Review
Parks and Recreation: Season One DVD
TV Review
Ed Williamson
2nd April 2013
I know you have to reckon BBC4's amazing if you're middle class, but in the main I could do without hour-long documentaries about iron filings on a Thursday night. If I get a say how my licence fee's spent, though, I'm happy to sign off on Parks and Recreation.
Shot in the same mockumentary style as The Office, Parks follows Amy Poehler's Leslie Knope, a powerless civil servant and stickler for regulation, who pounces on the chance to make a name for herself by turning a disused gravel pit into a park. This gives it the chance to introduce its Tim/Jim character (ie our eyes and ears, the one who realises everyone else is nuts): Ann Perkins (Rashida Jones), a nurse whose house backs on to the pit and whose boyfriend fell into it.
This setup lends the six-episode first season a definite narrative arc as Leslie makes vain attempts to get the project up and running. In terms of laughs it hasn't quite hit its stride at this point: Poehler's brilliantly earnest vulnerability works straight away, but the show hasn't yet figured out how best to use its supporting cast.

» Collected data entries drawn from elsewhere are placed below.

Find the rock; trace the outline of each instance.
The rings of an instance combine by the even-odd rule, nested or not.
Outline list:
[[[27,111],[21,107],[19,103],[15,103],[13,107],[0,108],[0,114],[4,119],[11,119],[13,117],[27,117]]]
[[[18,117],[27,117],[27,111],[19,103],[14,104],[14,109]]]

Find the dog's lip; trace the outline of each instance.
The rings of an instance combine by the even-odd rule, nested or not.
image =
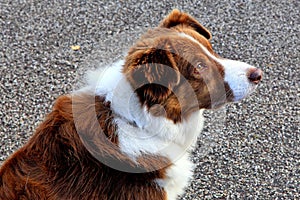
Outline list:
[[[249,84],[249,86],[247,88],[239,88],[239,90],[237,90],[235,93],[240,94],[238,95],[238,98],[236,97],[236,95],[234,95],[234,100],[233,102],[238,102],[241,101],[243,99],[245,99],[246,97],[248,97],[249,95],[251,95],[252,93],[254,93],[256,91],[257,85],[256,84]]]

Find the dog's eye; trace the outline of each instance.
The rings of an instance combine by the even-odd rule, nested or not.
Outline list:
[[[205,64],[202,64],[201,62],[197,63],[195,67],[193,67],[193,74],[198,76],[201,73],[206,71],[207,66]]]
[[[206,65],[202,64],[202,63],[198,63],[197,64],[197,68],[202,70],[202,69],[205,69],[206,68]]]

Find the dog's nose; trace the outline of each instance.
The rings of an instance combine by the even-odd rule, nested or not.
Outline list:
[[[262,79],[263,72],[258,68],[252,68],[248,71],[248,79],[254,84],[258,84]]]

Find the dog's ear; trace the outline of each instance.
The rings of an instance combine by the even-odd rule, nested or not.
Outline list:
[[[167,39],[155,41],[156,45],[152,42],[150,47],[144,46],[145,41],[133,47],[123,70],[142,103],[149,107],[165,100],[180,80],[172,45]]]
[[[190,15],[174,9],[159,25],[159,27],[172,28],[177,25],[186,25],[203,35],[206,39],[211,39],[211,33]]]

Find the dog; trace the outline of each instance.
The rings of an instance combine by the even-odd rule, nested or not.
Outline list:
[[[217,55],[211,37],[175,9],[124,60],[88,73],[3,164],[0,199],[177,199],[203,110],[240,101],[262,79]]]

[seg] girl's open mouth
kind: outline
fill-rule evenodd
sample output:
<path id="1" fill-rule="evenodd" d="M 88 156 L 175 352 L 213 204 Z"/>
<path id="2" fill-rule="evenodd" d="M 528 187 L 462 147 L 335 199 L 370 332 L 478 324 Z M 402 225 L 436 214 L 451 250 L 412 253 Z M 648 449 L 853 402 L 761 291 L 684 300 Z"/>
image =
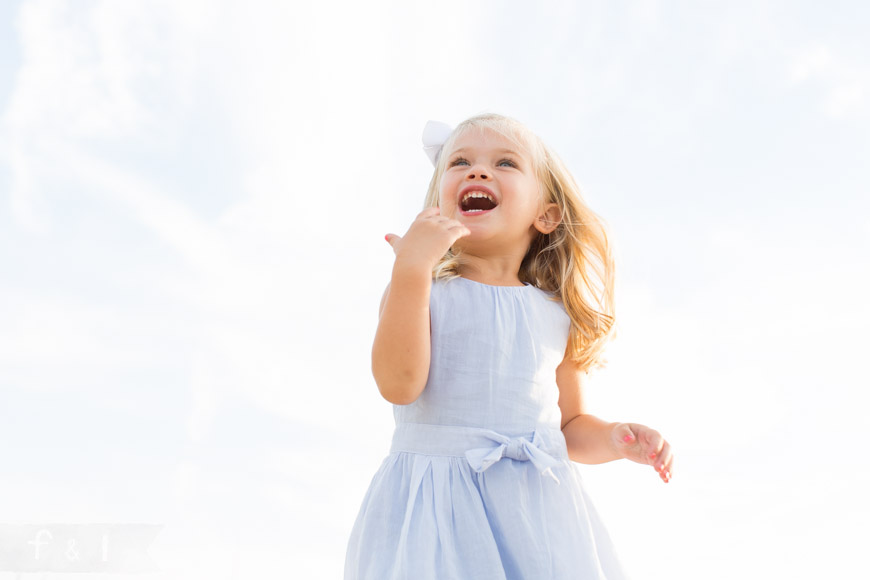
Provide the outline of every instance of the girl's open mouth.
<path id="1" fill-rule="evenodd" d="M 494 210 L 498 204 L 491 195 L 483 191 L 469 191 L 459 203 L 462 215 L 483 215 Z"/>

As it develops, more good jokes and subplots go to Aziz Ansari's wannabe player Tom Haverford (and they start to focus less on jokes about his being Indian American, mercifully), and in particular Nick Offerman's Ron Swanson.
In season two it finds its feet, tying up the thread about the pit project and becoming more episodic, and the laughs start coming thick and fast. But for now the brief first season acts as a marker for what's to come, boasting an excellent ensemble cast and the promise of greater things. In the meantime, there's probably a documentary on BBC4 about the history of the egg whisk or something.